Ou, dans un autre secteur, après avoir défini sa propre version d'un protocole de sécurité (Wapi) destiné à renforcer le standard Wi-Fi, en refusant l'importation d'ordinateurs ou d'équipements sans fil qui n'y seraient pas conformes. Avec les conséquences que l'on imagine pour les équipementiers, qui doivent soit modifier leur matériel au prix de coûteuses adaptations, soit s'interdire d'accéder à ce gigantesque marché. (1)

Et l'on peut multiplier les exemples, comme la 'norme' chinoise EVD, un format de disque vidéo destiné à concurrencer - voire supplanter - le très international DVD. Ou les 'puces Dragon', une alternative aux processeurs Intel, qui commencent à équiper des serveurs made in China.

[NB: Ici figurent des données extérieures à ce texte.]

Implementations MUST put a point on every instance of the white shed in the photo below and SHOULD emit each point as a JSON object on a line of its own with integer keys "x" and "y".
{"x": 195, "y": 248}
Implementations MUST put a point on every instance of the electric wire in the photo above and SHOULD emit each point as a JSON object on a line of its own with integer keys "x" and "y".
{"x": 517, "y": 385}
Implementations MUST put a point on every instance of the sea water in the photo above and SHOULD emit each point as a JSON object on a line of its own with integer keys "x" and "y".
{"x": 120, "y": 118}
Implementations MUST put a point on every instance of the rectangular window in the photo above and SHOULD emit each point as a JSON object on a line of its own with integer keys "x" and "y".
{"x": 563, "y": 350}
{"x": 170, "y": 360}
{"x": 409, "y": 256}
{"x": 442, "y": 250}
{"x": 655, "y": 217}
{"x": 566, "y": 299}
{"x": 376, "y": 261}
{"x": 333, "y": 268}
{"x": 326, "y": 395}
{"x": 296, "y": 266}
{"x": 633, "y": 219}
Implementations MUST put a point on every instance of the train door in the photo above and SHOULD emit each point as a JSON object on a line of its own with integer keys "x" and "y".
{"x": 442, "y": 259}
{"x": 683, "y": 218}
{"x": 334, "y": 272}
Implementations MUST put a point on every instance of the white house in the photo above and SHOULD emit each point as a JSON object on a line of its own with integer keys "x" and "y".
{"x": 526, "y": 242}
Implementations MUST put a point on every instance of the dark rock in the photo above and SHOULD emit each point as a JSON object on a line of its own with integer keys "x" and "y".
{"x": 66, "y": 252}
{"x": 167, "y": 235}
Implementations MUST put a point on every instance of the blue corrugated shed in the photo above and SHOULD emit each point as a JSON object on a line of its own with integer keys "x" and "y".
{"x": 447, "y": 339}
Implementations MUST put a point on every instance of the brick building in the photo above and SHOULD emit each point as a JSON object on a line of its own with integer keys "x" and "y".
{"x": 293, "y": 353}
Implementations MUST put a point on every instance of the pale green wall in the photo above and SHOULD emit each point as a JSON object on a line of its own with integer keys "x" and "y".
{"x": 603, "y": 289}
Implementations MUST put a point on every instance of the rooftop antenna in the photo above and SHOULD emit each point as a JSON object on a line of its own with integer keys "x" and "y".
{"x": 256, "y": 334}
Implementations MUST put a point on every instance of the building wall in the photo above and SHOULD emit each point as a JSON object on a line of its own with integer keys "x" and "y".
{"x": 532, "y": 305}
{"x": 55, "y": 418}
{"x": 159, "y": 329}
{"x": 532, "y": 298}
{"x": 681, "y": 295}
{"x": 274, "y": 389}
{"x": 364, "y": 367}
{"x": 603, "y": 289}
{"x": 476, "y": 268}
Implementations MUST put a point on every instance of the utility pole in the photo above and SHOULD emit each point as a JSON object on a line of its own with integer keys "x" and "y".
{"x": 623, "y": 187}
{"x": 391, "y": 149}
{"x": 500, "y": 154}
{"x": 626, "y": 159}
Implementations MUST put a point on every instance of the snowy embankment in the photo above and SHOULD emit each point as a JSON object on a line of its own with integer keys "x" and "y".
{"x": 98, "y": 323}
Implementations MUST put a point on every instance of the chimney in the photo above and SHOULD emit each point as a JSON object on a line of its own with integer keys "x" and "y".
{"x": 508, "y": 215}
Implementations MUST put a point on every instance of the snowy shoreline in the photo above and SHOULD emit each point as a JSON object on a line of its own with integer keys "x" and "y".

La Chine est bel et bien en train de définir ses propres 'standards', et l'on pourrait conclure qu'elle cherche juste à contrer l'hégémonie états-unienne par une forme d'isolement technologique. (2)

Certains peuvent même voir d'un bon oeil l'arrivée d'alternatives chinoises aux technologies américaines. Après tout, c'est aussi cela la mondialisation et rien ne prédispose le plus grand pays du monde à consommer - ou subir - sans fin les technologies occidentales. On pourrait s'en réjouir, donc, s'il ne s'agissait précisément de la Chine, ce pays dont l'élite à elle seule constitue un marché d'une taille supérieure à celui de l'Europe, dont les ingénieurs sont aussi qualifiés et plus nombreux que les nôtres, pour lequel les droits de l'homme font figure de détail, et qui affiche un coût du travail parmi les plus bas au monde.

Car, à n'en pas douter, derrière cet isolement technologique apparent se cache un véritable réveil de la Chine. Et comme le pressentait Napoléon, le monde a des raisons de trembler.

Après son marché intérieur, on peut facilement imaginer que d'autres pays d'Asie - Malaisie, Philippines ou Indonésie en tête - succomberont aux technologies chinoises. Avec deux scenarii possibles. Au mieux, l'apparition d'une nouvelle frontière - ou fracture -, une 'muraille de Chine virtuelle', non plus économique mais technologique, séparant Orient et Occident.
Au pire, un marché technologique contrôlé et dominé par la Chine, jusqu'aux couches basses - et opaques - du cryptage équipant les composants électroniques. Et dans les deux cas, une Europe cantonnée au rang de spectateur d'une guerre technico-commerciale sino-américaine. (3)

Mais qui s'en soucie ? L'affaire des blogs censurés a suscité un communiqué rageur de Reporters sans frontières (4), repris avec candeur par quelques centaines de blogueurs dans le monde. Et puis après ? Côté Wi-Fi/Wapi, on note l'indignation polie des industriels concernés, Intel en tête. Mais on peut douter de sa portée, et arguer que le Wi-Fi en Chine sera Wapi ou ne sera pas.
Les enjeux commerciaux pour les entreprises occidentales qui se ruent (à juste titre) vers la Chine sont trop importants pour que l'on ose protester, en tout cas trop violemment.

Et, finalement, on en vient à se demander s'il y aura quelqu'un, à Tienanmen ou ailleurs, pour arrêter les chars de la 'dénormalisation chinoise'.